The bloated purses have also worked as a disincentive for top pros to play more. In the 1980s and early 1990s, many top players averaged more than 25 tournaments a year. Throw out aberrations like Vijay Singh, who plays constantly, and not many star players approach 25 appearances.

That’s why Finchem, in announcing the fall schedule, asked the top players to make an effort to play more events year-round. But players who have more money than they can ever spend don’t want to do that, and who can blame them? Even players who don’t win much have become fabulously wealthy. Chris DiMarco, a three-time winner, has amassed about $20 million in earnings. Jerry Kelly, a two-time champ, has won about $17 million. And that’s not even counting their endorsement money. It’s also another reason why the FedEx Cup has fizzled. Money, even $10 million, is less of a motivation when more than 75 players have already won at least that much in their careers.

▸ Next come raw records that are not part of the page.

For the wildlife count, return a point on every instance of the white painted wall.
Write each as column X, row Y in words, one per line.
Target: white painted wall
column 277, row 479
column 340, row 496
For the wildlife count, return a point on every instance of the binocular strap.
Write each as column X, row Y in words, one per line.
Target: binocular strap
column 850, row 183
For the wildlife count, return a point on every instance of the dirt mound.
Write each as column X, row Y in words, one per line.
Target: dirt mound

Extravaganzas: All the tour seems to care about now are the big events, but the tour was built on a base of regular tour stops. The four majors have continued to grow in stature, but the tour doesn’t control any of them. So it built the Players Championship into a semi-major, repositioning it in May, and started the World Golf Championships, which also haven’t fulfilled their potential. Limited-field events filled with the top players, the WGC events were designed to maximize television coverage. Even though Tiger has dominated these events, they haven’t gained traction with the viewing public. But that wasn’t enough. To convince the networks to buy in on the last contract negotiations, the tour invented the FedEx Cup race.

Are you detecting a trend yet? The WGC events made the traditional tour stops, like the Memorial, seem less glamorous. The FedEx Cup events in turn minimized the WGC events.

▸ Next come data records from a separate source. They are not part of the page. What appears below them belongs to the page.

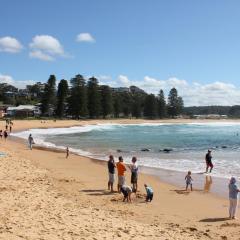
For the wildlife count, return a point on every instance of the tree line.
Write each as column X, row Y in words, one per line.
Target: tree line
column 87, row 99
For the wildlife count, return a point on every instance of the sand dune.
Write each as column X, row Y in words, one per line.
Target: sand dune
column 45, row 196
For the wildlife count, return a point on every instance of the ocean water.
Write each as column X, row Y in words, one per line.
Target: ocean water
column 188, row 143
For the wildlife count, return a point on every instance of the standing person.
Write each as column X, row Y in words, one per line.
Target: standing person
column 67, row 152
column 121, row 170
column 233, row 197
column 30, row 141
column 189, row 180
column 208, row 159
column 149, row 191
column 5, row 134
column 126, row 191
column 134, row 174
column 111, row 172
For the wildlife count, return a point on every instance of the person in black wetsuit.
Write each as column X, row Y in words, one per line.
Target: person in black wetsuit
column 111, row 172
column 208, row 159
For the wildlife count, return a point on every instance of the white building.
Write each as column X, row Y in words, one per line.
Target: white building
column 24, row 111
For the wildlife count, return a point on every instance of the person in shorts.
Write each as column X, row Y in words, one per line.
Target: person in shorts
column 121, row 171
column 149, row 192
column 134, row 174
column 208, row 159
column 126, row 191
column 111, row 172
column 188, row 180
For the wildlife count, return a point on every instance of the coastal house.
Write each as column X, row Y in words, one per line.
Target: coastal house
column 210, row 116
column 23, row 111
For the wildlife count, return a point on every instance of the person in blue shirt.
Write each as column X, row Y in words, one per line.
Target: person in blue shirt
column 149, row 191
column 233, row 197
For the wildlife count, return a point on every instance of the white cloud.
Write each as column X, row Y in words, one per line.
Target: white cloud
column 10, row 44
column 85, row 37
column 46, row 48
column 124, row 81
column 193, row 94
column 40, row 55
column 16, row 83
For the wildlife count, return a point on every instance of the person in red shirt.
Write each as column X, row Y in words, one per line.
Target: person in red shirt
column 121, row 170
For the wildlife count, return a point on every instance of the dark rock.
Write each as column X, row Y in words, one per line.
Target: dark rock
column 167, row 150
column 145, row 150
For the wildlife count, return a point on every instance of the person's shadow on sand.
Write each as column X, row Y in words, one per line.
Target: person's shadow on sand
column 214, row 219
column 98, row 192
column 181, row 191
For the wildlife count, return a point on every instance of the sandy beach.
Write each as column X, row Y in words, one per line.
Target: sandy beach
column 46, row 196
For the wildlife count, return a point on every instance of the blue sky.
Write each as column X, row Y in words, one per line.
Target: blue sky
column 192, row 45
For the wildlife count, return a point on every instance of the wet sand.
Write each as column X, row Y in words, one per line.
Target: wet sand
column 46, row 196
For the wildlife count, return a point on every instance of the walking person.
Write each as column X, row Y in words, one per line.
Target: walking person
column 5, row 134
column 30, row 141
column 67, row 152
column 111, row 172
column 189, row 180
column 233, row 197
column 149, row 191
column 208, row 159
column 121, row 170
column 134, row 174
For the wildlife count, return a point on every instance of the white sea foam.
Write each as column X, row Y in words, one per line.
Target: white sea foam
column 223, row 168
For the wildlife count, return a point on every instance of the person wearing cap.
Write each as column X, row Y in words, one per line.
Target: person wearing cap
column 121, row 170
column 233, row 197
column 208, row 159
column 111, row 172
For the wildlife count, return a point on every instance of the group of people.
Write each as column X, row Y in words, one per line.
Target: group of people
column 232, row 186
column 122, row 187
column 8, row 129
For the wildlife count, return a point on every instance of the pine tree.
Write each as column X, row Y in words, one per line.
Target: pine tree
column 62, row 94
column 137, row 105
column 150, row 106
column 126, row 101
column 117, row 105
column 77, row 101
column 49, row 96
column 161, row 105
column 94, row 98
column 175, row 103
column 107, row 102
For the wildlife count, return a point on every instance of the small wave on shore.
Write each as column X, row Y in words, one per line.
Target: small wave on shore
column 188, row 143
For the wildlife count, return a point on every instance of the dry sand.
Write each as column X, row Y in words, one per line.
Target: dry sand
column 46, row 196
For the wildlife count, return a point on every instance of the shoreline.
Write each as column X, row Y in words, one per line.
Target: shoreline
column 172, row 177
column 212, row 186
column 173, row 214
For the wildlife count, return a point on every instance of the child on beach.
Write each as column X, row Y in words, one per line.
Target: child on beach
column 134, row 174
column 67, row 152
column 5, row 134
column 149, row 191
column 121, row 170
column 233, row 197
column 111, row 172
column 126, row 191
column 189, row 180
column 30, row 141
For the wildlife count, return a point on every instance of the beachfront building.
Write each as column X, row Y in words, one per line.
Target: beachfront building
column 23, row 111
column 210, row 116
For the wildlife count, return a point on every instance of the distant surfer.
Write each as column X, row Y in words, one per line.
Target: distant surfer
column 208, row 159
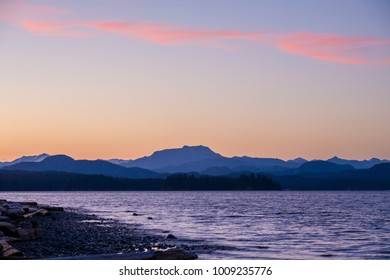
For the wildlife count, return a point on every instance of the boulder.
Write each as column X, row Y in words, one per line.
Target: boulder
column 7, row 250
column 40, row 212
column 53, row 208
column 29, row 233
column 8, row 229
column 30, row 203
column 174, row 254
column 170, row 236
column 14, row 213
column 4, row 219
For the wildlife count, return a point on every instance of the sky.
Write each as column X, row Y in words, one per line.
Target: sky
column 263, row 78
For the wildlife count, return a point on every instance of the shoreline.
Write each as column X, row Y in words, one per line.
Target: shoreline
column 42, row 232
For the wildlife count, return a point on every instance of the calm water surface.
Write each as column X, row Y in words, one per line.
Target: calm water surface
column 249, row 225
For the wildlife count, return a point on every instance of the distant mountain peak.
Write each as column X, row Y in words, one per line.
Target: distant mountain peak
column 57, row 158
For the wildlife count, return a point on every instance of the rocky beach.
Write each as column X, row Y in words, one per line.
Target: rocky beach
column 32, row 231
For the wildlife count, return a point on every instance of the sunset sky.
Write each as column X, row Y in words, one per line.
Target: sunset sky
column 123, row 78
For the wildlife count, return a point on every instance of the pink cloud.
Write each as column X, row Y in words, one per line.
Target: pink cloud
column 326, row 47
column 336, row 48
column 58, row 29
column 164, row 34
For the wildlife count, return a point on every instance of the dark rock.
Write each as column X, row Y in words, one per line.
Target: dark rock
column 34, row 224
column 9, row 251
column 4, row 219
column 170, row 236
column 29, row 233
column 7, row 228
column 174, row 254
column 53, row 208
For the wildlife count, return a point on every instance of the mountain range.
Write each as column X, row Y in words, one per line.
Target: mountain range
column 63, row 163
column 200, row 159
column 291, row 174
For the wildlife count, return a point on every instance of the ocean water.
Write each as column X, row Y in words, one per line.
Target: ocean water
column 248, row 225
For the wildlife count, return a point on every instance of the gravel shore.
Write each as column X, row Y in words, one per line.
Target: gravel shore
column 69, row 233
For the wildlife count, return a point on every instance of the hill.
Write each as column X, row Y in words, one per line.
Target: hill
column 63, row 163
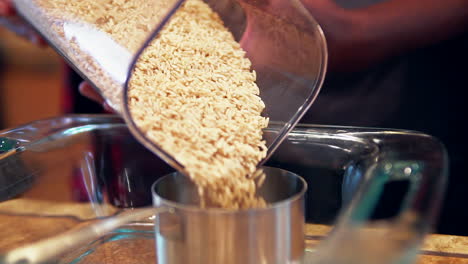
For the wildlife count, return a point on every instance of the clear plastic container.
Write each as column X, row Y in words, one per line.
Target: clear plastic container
column 377, row 190
column 104, row 42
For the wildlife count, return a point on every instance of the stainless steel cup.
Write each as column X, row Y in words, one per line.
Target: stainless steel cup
column 188, row 234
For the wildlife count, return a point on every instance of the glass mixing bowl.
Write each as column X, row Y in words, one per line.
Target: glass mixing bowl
column 373, row 194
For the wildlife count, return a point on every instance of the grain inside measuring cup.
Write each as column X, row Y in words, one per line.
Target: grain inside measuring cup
column 194, row 94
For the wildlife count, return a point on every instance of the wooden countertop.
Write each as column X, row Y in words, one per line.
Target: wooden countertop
column 18, row 229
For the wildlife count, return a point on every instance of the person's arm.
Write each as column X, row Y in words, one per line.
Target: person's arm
column 360, row 37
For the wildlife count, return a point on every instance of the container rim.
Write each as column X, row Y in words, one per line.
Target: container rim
column 282, row 203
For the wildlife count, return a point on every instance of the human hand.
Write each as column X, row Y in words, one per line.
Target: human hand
column 88, row 91
column 10, row 20
column 341, row 31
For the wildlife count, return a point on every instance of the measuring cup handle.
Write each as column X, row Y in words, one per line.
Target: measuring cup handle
column 47, row 249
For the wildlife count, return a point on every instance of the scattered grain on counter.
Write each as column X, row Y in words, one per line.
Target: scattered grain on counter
column 193, row 93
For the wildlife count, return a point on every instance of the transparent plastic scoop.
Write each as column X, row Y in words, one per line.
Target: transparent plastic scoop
column 104, row 41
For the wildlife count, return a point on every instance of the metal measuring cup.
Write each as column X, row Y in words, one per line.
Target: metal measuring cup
column 186, row 233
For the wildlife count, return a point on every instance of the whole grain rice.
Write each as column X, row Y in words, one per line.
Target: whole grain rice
column 193, row 92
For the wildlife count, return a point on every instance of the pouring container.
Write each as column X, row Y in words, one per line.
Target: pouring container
column 104, row 42
column 372, row 196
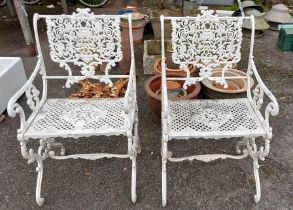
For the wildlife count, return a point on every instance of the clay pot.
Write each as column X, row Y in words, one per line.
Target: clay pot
column 153, row 85
column 173, row 71
column 173, row 88
column 138, row 24
column 236, row 87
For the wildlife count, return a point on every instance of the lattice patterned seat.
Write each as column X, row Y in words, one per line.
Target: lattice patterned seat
column 82, row 117
column 213, row 118
column 208, row 42
column 85, row 40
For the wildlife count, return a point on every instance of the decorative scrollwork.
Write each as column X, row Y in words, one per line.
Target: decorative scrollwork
column 32, row 95
column 206, row 41
column 258, row 95
column 86, row 40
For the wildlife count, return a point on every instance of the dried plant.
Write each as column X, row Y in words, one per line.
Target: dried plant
column 96, row 90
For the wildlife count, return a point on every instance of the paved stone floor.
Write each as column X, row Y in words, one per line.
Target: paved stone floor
column 105, row 184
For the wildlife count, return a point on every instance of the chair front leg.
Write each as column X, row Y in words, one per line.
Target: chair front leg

By trying to make bigger, better and splashier television shows with Tiger, the tour has effectively undermined its core products — tournaments such as the John Deere Classic, the Buick, the Canadian Open and the Byron Nelson.

The PGA Tour has naturally divided into two kinds of tournaments, the ones Tiger plays and the ones he doesn’t. The focus on big events has exacerbated the problem.

The Fall Series, meanwhile, has been left to fend for itself against almighty football. By heavily marketing the FedEx Cup and the Tour Championship, the tour has doomed the Fall Series to irrelevance. In addition, the Fall Series events don’t count for FedEx Cup points, and winners don’t get Masters invites. Unless the tour wants these events to go away, that should change.

The European Tour doesn’t limit its season to a calendar year. Its 2009 season has already started. The PGA Tour should follow suit. The Fall Series should be the start of the next season. The money should count, FedEx Cup points should be awarded and winners should get the same perks as winners of other tournaments.

The PGA Tour appears to be shrinking. That matters to the rank-and-file players, if not to those who already have their millions. Even with changes, the Fall Series may ultimately fall. The big question is, what else on the PGA Tour would go with it?